Santa Anita Hills, a polemic real estate development that environmental activists say threatens the integrity of the Primavera Forest in suburban Guadalajara, has been given the green light to proceed by federal authorities. 

The decision is a setback for Tlajomulco city hall and Salvemos el Bosque, the NGO that has carried the fight against the development of this 59-hectare section of woodlands known as Bosque Alto – separated from the main body of the Primavera Forest by just 2.4 kilometers.

Tlajomulco Mayor Alberto Uribe said his staff would be looking at their legal options in the wake of the decision by the federal Environment Secretariat (Semarnat) to approve urbanization of the rural zone. 

Work on the Santa Anita Hills project has been suspended since October last year following a ruling by the Jalisco Administrative Tribunal.  It is not yet clear how Semarnat’s decision will affect this ruling, since several other legal actions in various courts are pending.

In an article published last year in the Guadalajara Reporter, correspondent John Pint interviewed Salvemos el Bosque’s Rafael Rodriguez, who grew up in the pueblo of Santa Anita, close to Bosque Alto. “I’ve seen deer in these trees right around us, and lynxes and foxes and skunks and raccoons,” he said. “To see all of this disappear would be a real shame.”

Rodriguez also highlighted the impact the development – that is slated to include both low- and high-rise housing for up to 2,000 residents – would have on the area’s aquifer and water resources, as well as local transportation infrastructure.

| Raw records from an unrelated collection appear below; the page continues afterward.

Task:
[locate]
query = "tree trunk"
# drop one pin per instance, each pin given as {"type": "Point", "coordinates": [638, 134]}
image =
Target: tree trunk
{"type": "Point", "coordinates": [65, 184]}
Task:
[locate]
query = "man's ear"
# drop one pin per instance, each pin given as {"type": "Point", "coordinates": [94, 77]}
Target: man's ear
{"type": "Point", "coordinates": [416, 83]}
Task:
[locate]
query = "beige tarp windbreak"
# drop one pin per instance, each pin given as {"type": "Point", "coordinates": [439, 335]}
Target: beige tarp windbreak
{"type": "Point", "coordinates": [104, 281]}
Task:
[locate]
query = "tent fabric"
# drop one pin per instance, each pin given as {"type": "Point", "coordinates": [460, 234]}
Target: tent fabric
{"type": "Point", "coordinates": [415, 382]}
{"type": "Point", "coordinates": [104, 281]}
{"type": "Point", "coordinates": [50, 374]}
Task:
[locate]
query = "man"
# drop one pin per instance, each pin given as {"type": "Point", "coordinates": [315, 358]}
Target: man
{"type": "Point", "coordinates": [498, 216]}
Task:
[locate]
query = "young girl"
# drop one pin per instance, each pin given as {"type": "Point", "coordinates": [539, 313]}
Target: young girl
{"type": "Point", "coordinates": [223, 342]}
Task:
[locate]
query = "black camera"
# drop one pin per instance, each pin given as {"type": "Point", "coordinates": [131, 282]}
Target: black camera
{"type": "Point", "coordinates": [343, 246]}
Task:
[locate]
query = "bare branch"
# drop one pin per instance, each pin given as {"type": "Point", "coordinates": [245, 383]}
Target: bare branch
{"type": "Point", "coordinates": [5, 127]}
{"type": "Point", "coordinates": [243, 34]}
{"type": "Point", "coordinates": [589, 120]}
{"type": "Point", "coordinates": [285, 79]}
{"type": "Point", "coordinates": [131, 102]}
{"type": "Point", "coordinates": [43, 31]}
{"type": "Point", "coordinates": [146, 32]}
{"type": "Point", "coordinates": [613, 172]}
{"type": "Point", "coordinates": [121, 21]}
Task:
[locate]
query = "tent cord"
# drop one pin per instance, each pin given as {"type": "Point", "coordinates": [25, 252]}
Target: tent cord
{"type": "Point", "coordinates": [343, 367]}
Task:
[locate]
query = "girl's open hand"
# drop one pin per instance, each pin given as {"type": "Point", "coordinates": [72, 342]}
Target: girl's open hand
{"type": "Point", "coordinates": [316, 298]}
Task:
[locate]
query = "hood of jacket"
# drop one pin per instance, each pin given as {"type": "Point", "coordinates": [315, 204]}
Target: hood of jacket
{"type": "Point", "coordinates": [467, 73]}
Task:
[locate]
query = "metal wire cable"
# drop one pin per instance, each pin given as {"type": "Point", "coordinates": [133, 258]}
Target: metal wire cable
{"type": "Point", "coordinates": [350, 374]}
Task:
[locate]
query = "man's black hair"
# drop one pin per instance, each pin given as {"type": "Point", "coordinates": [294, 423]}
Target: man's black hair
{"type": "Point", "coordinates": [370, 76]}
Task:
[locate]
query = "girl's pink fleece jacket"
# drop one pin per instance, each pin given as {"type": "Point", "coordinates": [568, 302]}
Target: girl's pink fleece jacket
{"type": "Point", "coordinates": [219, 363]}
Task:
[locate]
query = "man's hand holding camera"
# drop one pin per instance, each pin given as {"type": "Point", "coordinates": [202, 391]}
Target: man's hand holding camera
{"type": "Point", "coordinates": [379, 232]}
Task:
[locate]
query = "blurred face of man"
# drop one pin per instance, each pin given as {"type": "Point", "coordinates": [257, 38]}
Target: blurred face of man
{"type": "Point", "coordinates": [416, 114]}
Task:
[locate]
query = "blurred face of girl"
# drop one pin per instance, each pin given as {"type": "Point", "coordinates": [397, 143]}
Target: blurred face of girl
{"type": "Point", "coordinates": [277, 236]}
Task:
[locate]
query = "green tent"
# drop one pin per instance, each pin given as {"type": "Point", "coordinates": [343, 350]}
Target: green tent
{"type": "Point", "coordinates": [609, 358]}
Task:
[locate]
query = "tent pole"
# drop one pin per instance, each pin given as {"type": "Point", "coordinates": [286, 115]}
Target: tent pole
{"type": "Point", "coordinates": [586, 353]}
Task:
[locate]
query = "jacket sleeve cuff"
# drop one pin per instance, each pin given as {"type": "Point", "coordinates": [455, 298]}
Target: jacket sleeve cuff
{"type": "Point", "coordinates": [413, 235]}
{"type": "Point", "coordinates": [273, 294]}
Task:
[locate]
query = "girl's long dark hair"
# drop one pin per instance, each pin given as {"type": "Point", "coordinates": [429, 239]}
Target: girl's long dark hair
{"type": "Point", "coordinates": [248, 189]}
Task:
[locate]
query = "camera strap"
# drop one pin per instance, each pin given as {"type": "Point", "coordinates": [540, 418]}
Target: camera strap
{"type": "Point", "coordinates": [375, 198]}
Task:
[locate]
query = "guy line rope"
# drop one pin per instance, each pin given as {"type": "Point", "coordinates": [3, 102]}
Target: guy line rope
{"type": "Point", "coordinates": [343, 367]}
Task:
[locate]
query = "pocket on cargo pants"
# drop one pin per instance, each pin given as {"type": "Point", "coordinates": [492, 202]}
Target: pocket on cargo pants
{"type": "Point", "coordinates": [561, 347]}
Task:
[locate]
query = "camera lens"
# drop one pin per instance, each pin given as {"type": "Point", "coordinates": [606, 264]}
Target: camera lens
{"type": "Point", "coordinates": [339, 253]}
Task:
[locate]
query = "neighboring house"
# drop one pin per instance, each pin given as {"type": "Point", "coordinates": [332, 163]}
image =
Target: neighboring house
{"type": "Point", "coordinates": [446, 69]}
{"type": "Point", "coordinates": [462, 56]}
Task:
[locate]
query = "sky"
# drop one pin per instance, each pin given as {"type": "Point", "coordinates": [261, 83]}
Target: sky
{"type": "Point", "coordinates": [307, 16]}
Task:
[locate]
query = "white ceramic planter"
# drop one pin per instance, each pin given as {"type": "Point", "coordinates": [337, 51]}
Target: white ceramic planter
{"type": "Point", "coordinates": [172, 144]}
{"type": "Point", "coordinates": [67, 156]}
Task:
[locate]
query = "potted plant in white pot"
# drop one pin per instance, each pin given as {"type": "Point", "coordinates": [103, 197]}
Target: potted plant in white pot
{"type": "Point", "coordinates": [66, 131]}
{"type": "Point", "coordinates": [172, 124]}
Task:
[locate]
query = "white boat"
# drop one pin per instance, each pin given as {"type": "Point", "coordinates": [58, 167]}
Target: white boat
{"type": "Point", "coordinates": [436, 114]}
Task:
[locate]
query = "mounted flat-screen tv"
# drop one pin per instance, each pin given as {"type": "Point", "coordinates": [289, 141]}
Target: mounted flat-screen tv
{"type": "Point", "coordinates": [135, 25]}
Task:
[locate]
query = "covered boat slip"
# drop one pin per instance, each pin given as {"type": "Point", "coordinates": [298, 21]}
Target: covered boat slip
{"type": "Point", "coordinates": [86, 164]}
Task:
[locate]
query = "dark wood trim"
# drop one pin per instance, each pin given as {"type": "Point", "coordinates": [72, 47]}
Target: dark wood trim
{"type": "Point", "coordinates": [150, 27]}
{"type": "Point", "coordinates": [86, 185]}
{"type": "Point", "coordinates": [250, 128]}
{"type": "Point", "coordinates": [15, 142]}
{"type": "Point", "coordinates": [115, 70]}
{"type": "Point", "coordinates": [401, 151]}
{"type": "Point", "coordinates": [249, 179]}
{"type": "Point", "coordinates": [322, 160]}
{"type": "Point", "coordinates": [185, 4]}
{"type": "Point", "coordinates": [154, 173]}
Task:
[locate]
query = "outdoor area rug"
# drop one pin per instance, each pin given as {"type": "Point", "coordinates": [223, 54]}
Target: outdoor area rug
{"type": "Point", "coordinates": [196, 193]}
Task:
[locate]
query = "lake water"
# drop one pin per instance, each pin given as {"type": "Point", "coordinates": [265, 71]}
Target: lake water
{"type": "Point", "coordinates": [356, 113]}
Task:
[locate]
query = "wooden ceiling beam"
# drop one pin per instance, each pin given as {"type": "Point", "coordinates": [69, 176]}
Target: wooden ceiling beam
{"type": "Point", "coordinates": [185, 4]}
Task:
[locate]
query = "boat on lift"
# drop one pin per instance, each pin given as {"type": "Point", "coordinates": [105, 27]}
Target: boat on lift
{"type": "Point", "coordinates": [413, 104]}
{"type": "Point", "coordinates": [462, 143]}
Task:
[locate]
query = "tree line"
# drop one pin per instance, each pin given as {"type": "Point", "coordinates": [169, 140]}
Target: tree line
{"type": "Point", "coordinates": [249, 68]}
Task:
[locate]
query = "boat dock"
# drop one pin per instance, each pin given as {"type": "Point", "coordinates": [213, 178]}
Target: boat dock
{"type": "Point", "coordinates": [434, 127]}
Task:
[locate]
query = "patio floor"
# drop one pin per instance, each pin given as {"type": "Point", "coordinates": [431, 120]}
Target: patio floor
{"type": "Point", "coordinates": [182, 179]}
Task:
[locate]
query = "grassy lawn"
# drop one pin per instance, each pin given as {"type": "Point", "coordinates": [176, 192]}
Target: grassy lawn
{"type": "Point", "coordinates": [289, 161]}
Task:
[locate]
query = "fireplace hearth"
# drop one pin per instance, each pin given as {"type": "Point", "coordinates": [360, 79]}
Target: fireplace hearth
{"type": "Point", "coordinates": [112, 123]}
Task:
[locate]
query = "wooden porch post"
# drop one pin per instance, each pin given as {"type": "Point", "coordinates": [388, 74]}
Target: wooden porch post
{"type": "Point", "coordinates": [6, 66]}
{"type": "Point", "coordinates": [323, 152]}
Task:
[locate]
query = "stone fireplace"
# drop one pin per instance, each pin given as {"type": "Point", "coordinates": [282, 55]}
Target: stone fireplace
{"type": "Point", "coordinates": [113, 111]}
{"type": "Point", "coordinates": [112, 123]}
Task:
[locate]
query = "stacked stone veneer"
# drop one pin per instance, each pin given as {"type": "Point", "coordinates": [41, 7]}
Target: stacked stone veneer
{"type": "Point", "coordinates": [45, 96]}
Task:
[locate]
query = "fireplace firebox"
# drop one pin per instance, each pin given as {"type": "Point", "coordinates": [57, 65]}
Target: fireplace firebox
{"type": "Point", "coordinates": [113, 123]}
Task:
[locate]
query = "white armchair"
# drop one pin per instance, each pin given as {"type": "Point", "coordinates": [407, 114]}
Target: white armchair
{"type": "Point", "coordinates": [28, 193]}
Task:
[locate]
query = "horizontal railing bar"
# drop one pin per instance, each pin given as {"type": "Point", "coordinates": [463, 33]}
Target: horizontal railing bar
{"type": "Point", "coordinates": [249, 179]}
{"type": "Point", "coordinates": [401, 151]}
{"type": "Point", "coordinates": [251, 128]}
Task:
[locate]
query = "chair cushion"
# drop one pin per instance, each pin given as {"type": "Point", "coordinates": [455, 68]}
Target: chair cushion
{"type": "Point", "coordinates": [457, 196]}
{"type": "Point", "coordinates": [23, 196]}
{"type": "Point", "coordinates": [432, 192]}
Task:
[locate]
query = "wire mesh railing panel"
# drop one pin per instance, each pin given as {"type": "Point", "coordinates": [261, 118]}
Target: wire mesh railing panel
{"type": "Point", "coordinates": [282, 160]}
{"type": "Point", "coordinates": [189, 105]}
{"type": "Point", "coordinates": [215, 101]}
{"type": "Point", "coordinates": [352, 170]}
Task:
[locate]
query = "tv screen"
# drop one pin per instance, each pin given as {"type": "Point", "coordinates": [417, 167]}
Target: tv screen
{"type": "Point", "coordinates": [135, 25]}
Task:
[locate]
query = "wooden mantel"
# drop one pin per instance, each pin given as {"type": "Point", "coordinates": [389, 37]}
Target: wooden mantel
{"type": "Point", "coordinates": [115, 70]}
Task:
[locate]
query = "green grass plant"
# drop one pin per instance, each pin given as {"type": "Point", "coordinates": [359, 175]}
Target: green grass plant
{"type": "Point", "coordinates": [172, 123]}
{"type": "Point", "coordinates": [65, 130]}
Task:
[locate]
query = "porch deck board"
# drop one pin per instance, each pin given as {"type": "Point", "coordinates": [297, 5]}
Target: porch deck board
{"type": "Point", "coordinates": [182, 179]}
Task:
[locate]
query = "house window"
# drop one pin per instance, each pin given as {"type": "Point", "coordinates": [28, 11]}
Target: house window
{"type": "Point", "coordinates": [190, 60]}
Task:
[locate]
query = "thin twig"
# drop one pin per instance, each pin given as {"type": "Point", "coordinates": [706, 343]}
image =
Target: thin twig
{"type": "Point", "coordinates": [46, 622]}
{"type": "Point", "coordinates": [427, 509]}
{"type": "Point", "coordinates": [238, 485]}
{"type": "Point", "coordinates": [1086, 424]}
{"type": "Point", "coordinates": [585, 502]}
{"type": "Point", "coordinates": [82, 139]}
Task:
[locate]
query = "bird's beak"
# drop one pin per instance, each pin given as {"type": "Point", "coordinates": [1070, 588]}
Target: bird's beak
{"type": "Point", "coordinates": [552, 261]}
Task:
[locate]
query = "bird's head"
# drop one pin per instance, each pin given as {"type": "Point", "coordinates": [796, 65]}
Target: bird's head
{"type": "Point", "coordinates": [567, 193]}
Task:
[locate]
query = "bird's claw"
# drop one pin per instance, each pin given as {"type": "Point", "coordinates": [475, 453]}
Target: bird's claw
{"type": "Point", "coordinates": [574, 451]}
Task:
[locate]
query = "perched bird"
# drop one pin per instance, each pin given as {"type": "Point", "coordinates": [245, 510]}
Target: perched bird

In a communique issued at the end of 2016, developers Inmobiliaria Rincón del Palomar defended the project, saying it respected all environmental norms, promising to carry out extensive reforestation to compensate for all the trees that are uprooted. The bulletin noted that the project – that will include its own well – would not have a profound impact on traffic congestion, since the new residential subdivision will be connected by an underground tunnel to Prolongation Mariano Otero.